Adeus a Lô Borges
Publicado em: 3 de novembro de 2025
Foto: Bárbara Dutra/Divulgação
Faleceu na noite deste domingo (2/11), aos 73 anos, o cantor e compositor mineiro Lô Borges.
Internado desde o dia 17 de outubro, em Belo Horizonte, em decorrência de uma intoxicação medicamentosa, Borges ainda passou por uma traqueostomia, no dia 25 de outubro.
No claro do dia, o novo encontrarei
Salomão Borges Filho, ou Lô Borges, foi o mais jovem músico e compositor a fazer parte da talentosa geração de artistas que reuniu-se em torno do disco Clube da Esquina, lançado no primeiro trimestre de 1972 pela EMI-Odeon Records, um dos discos de música brasileira mais aclamados em todo o mundo.
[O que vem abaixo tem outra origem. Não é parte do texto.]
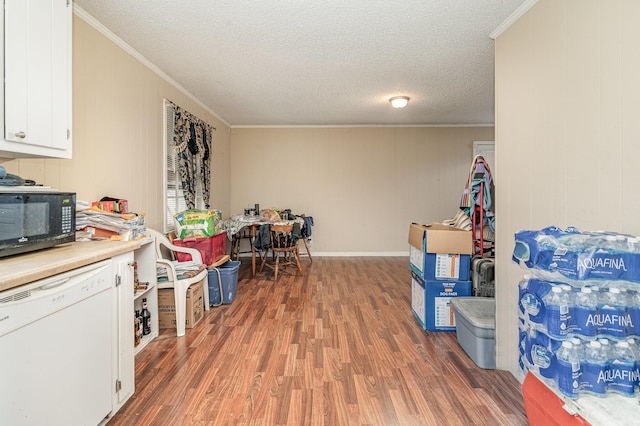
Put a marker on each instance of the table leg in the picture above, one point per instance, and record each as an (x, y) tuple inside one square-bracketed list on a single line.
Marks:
[(253, 250)]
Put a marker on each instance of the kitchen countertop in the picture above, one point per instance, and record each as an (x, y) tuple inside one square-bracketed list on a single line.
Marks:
[(25, 268)]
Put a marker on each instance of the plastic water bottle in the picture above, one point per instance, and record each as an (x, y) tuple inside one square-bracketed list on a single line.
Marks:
[(622, 370), (557, 313), (594, 369), (579, 347), (633, 245), (584, 313), (606, 347), (612, 314), (633, 313), (568, 366)]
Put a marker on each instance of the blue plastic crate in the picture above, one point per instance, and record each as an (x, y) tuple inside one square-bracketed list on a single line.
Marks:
[(229, 278)]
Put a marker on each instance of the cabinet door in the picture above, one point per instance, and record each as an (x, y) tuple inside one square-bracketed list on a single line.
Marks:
[(124, 366), (37, 65)]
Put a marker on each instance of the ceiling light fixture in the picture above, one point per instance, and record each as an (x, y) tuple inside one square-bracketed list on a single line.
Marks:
[(399, 101)]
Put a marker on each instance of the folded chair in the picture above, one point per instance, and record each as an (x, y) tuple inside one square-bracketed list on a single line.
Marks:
[(179, 283), (284, 247)]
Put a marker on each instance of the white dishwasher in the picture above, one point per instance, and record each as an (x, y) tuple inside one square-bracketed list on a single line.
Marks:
[(56, 349)]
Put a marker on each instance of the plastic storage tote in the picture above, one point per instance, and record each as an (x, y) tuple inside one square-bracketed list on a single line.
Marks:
[(229, 278), (476, 328), (211, 248)]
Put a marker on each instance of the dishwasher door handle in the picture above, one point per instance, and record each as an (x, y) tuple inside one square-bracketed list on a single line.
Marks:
[(54, 284)]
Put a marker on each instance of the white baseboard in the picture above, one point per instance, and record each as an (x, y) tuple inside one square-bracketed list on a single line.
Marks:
[(352, 254)]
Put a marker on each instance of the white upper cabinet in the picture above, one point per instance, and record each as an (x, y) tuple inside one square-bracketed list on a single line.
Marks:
[(37, 42)]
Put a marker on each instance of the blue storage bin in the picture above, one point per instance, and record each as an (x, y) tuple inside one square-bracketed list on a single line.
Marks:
[(229, 277)]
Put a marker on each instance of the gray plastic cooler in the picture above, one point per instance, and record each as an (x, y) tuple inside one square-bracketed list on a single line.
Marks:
[(476, 328)]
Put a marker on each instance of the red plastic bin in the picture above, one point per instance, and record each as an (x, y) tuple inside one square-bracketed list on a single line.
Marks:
[(544, 408), (211, 248)]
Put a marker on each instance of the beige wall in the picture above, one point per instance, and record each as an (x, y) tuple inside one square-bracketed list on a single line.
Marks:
[(117, 131), (363, 186), (567, 132)]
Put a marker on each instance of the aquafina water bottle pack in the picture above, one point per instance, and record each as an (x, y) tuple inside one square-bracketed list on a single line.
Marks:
[(579, 310), (571, 254)]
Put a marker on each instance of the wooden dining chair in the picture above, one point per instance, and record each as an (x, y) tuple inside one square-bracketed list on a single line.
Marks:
[(284, 248)]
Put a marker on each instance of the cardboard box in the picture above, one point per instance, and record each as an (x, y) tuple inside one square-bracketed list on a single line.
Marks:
[(440, 252), (431, 302), (167, 306)]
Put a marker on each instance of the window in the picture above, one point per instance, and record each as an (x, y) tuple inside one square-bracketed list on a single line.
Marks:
[(174, 199)]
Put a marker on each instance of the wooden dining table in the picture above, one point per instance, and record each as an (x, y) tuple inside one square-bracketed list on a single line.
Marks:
[(237, 223)]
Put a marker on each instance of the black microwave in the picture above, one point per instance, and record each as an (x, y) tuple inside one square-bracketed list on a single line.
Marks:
[(35, 219)]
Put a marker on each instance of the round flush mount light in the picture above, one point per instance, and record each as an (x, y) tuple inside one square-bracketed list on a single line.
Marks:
[(399, 101)]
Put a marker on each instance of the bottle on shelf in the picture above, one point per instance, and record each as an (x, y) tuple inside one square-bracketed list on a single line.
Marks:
[(622, 367), (557, 313), (146, 318), (593, 380), (136, 328), (568, 370), (586, 308)]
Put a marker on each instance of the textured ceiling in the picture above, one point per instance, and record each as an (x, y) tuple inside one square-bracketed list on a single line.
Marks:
[(332, 62)]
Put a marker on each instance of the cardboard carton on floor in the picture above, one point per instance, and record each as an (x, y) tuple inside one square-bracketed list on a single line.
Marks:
[(440, 252), (167, 306)]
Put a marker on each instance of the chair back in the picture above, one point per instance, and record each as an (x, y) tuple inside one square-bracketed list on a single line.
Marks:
[(282, 238), (165, 249)]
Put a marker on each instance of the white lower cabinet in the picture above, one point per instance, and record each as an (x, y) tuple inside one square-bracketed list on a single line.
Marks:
[(140, 263), (145, 259), (123, 368)]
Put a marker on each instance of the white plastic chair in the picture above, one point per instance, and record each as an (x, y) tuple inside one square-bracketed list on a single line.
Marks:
[(165, 257)]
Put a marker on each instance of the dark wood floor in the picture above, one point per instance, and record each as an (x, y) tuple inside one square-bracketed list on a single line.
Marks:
[(337, 345)]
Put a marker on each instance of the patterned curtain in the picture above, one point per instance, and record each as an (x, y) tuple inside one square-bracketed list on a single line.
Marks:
[(193, 139)]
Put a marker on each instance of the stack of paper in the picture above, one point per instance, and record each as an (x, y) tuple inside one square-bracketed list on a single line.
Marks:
[(183, 269), (93, 223)]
No Clube 1, Lô é apresentado como um dos principais protagonistas, já na icônica capa de Cafi, que traz grafado seu nome junto ao de Milton Nascimento. Apesar de muito jovem (19 anos), Lô participa de quase todo o processo de elaboração do disco, seja solando, cantando e/ou compondo. Tudo Que Você Podia Ser, a música que abre o disco com acordes maravilhosos de viola sertaneja tocados por Borges, é uma de suas composições no disco em questão, bem como a belíssima Um Girassol da Cor do Seu Cabelos e ainda Trem de doido, Nuvem Cigana, O Trem Azul e Clube da Esquina nº 2. Muitas delas em coautoria com outros compositores, como seu irmão Márcio Borges, além de Fernando Brant e Ronaldo Bastos.
A vida se cansa na esquina
Contudo, a parceria entre Lô e Milton remonta a um disco lançado dois anos antes, o Milton, de 1970.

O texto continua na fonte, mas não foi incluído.